Antes que Fuyi pudesse responder, a carruagem parou de repente.
— O que foi? — Yang Erlang levantou a cortina e perguntou ao cocheiro.
— Segundo jovem mestre, tem um cortejo de dote logo à frente — respondeu o cocheiro. Era costume na Dinastia Dalong ceder passagem para cortejos de casamento ou funerais.
— É da... família Cui? — Yang Erlang olhou adiante. Ao se lembrar de que Fuyi também estava na carruagem, abaixou a cortina depressa e falou com as meninas:
— É um cortejo de dote. Vamos ter que esperar passar.
Ao ver Fuyi prestes a levantar a cortina, ele a impediu rapidamente.
— Não tem nada de interessante, de verdade.
Diante do nervosismo crescente de Yang Erlang, Fuyi sorriu de forma sugestiva. Ela abaixou a mão e disse:
— Você tem razão. Nada que valha a pena ver.
Yang Erlang suspirou de alívio e pediu ao cocheiro que pegasse outro caminho.

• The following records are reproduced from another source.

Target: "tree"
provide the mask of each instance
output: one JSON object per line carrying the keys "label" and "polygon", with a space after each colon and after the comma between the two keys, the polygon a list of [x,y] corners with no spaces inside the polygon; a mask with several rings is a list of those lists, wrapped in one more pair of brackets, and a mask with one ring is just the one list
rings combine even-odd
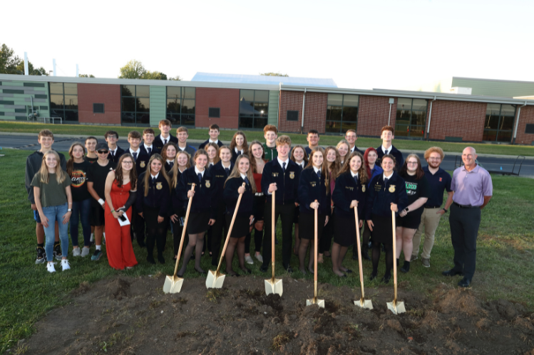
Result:
{"label": "tree", "polygon": [[143,63],[135,59],[130,60],[120,68],[121,79],[143,79],[146,73],[146,69],[143,66]]}
{"label": "tree", "polygon": [[265,75],[265,76],[287,76],[287,77],[289,76],[287,74],[281,74],[279,73],[273,73],[273,72],[260,73],[260,75]]}

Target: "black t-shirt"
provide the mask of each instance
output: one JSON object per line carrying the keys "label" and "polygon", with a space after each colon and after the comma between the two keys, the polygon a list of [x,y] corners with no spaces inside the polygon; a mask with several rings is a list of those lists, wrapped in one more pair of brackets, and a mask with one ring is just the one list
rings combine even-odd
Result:
{"label": "black t-shirt", "polygon": [[[115,163],[108,160],[108,165],[106,166],[102,166],[96,162],[91,164],[89,168],[89,171],[87,174],[87,181],[93,183],[93,189],[103,200],[106,199],[106,196],[104,196],[106,179],[108,177],[108,174],[114,169],[116,166]],[[100,205],[98,201],[94,198],[92,199],[92,203],[94,206]]]}
{"label": "black t-shirt", "polygon": [[[414,202],[417,201],[418,198],[421,197],[430,196],[430,189],[428,188],[428,181],[426,180],[425,176],[417,180],[416,176],[411,176],[408,174],[403,174],[401,175],[404,179],[406,185],[406,194],[408,195],[408,206],[412,204]],[[409,212],[414,213],[415,211],[423,213],[424,209],[424,205],[421,206],[416,210]]]}
{"label": "black t-shirt", "polygon": [[87,190],[87,171],[91,167],[91,163],[84,160],[81,163],[73,163],[72,173],[71,173],[71,190],[72,191],[72,201],[79,201],[86,200],[91,197]]}

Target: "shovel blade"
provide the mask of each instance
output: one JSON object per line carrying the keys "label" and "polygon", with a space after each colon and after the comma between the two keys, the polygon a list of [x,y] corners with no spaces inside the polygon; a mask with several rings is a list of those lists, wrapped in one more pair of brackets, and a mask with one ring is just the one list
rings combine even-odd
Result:
{"label": "shovel blade", "polygon": [[265,294],[268,296],[272,293],[275,293],[282,297],[284,292],[284,287],[282,285],[282,279],[272,279],[265,280]]}
{"label": "shovel blade", "polygon": [[225,275],[219,272],[219,275],[217,275],[216,271],[212,270],[207,272],[207,276],[206,277],[207,288],[221,288],[224,282]]}
{"label": "shovel blade", "polygon": [[367,309],[373,309],[373,302],[371,302],[371,300],[362,298],[359,301],[354,301],[354,304],[361,308],[366,308]]}
{"label": "shovel blade", "polygon": [[178,293],[182,290],[183,279],[178,276],[167,275],[163,284],[165,293]]}
{"label": "shovel blade", "polygon": [[401,313],[405,313],[406,312],[406,309],[404,308],[404,302],[389,302],[387,304],[388,309],[391,311],[394,314],[400,314]]}

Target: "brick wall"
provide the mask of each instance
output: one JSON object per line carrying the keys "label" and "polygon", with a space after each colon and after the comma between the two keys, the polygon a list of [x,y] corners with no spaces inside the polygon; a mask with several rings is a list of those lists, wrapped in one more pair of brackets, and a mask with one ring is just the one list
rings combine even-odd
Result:
{"label": "brick wall", "polygon": [[534,142],[534,134],[525,133],[527,124],[534,124],[534,106],[521,107],[518,136],[515,138],[515,143],[518,144],[532,144]]}
{"label": "brick wall", "polygon": [[[104,104],[104,113],[93,113],[93,104]],[[120,124],[120,85],[78,84],[80,123]]]}
{"label": "brick wall", "polygon": [[[397,99],[391,105],[390,125],[395,127]],[[388,124],[389,97],[360,95],[358,104],[358,135],[379,137]]]}
{"label": "brick wall", "polygon": [[[208,127],[216,123],[221,128],[237,129],[239,89],[197,88],[195,102],[195,126]],[[208,117],[210,107],[220,108],[220,117]]]}
{"label": "brick wall", "polygon": [[432,103],[430,139],[445,140],[446,137],[461,137],[464,141],[481,142],[486,107],[487,104],[483,102],[434,101]]}

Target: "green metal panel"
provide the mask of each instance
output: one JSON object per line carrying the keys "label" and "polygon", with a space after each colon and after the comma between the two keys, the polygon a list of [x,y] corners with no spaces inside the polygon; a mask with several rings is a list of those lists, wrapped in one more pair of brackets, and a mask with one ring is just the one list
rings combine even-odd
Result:
{"label": "green metal panel", "polygon": [[471,88],[473,95],[517,97],[534,95],[534,83],[453,78],[452,87]]}
{"label": "green metal panel", "polygon": [[167,90],[165,86],[150,86],[150,126],[158,126],[165,120],[167,109]]}
{"label": "green metal panel", "polygon": [[269,117],[267,123],[278,127],[278,100],[279,91],[269,92]]}
{"label": "green metal panel", "polygon": [[26,120],[34,110],[38,111],[40,117],[50,117],[48,85],[46,83],[22,80],[2,80],[0,82],[0,112],[2,120]]}

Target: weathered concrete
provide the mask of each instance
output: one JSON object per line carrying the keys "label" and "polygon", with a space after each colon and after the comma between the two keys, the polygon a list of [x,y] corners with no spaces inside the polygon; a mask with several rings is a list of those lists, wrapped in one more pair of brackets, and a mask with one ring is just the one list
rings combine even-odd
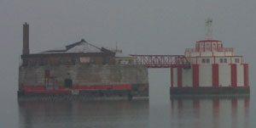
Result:
{"label": "weathered concrete", "polygon": [[148,69],[140,65],[75,64],[20,67],[19,85],[43,86],[44,71],[50,71],[49,85],[64,85],[67,78],[73,85],[148,84]]}

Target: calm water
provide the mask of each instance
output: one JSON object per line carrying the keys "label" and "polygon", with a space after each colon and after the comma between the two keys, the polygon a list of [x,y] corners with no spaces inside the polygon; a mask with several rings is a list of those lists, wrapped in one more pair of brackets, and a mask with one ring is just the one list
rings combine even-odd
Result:
{"label": "calm water", "polygon": [[0,127],[255,127],[254,87],[250,98],[170,100],[169,75],[160,74],[149,74],[149,101],[18,103],[13,92],[0,97]]}

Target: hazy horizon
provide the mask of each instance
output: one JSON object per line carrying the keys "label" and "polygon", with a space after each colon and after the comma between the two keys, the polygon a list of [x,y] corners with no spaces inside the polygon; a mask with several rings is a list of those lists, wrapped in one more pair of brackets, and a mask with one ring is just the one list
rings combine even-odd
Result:
{"label": "hazy horizon", "polygon": [[[255,7],[253,0],[0,0],[0,125],[13,125],[9,120],[18,118],[13,115],[18,110],[9,107],[16,103],[25,22],[30,25],[32,53],[84,38],[98,47],[115,47],[117,42],[127,54],[183,54],[184,48],[204,39],[205,19],[212,18],[213,39],[234,47],[249,64],[253,91]],[[168,86],[167,76],[165,81]]]}

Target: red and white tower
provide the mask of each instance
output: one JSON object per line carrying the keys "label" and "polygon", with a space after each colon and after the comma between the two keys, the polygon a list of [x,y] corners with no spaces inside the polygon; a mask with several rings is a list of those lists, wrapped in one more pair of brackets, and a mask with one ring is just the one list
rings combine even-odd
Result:
{"label": "red and white tower", "polygon": [[249,93],[248,64],[233,48],[212,40],[212,20],[206,20],[206,39],[186,48],[191,68],[172,68],[171,95],[180,93]]}

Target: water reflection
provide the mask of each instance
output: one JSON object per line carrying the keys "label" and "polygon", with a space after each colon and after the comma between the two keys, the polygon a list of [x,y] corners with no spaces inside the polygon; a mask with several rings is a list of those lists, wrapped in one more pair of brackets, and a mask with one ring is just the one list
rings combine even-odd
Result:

Quando chegaram ao Pavilhão Caiyin, Fuyi mal teve tempo de descer da carruagem antes de ser cercada por um grupo de jovens folgados, que a receberam com tanto alvoroço que metade da rua virou para olhar.
— Quem é essa? — cochicharam curiosos. — Tantos jovens nobres vindo recepcioná-la... Que fanfarra impressionante.
— Não consegui ver direito. Vamos dar mais uma espiadinha.
— Aquele jovem com jaqueta vermelha... Não é parente da família imperial?
— Uau, que prestígio!
— Fuyi, experimenta esse chá!
— Esquece o chá, prova esse vinho novo!
— Dono da casa, que comece a música e a dança! Hoje é dia de comemoração — vamos animar isso aqui!
Cercada por pessoas falando todas ao mesmo tempo, Fuyi acabou com um doce na boca, uma xícara de chá numa mão, e vários petiscos e lembranças pendurados por todo lado. Felizmente, ela já estava acostumada com esse tipo de situação e logo se enturmou, conversando e rindo como se os três anos de ausência nunca tivessem existido.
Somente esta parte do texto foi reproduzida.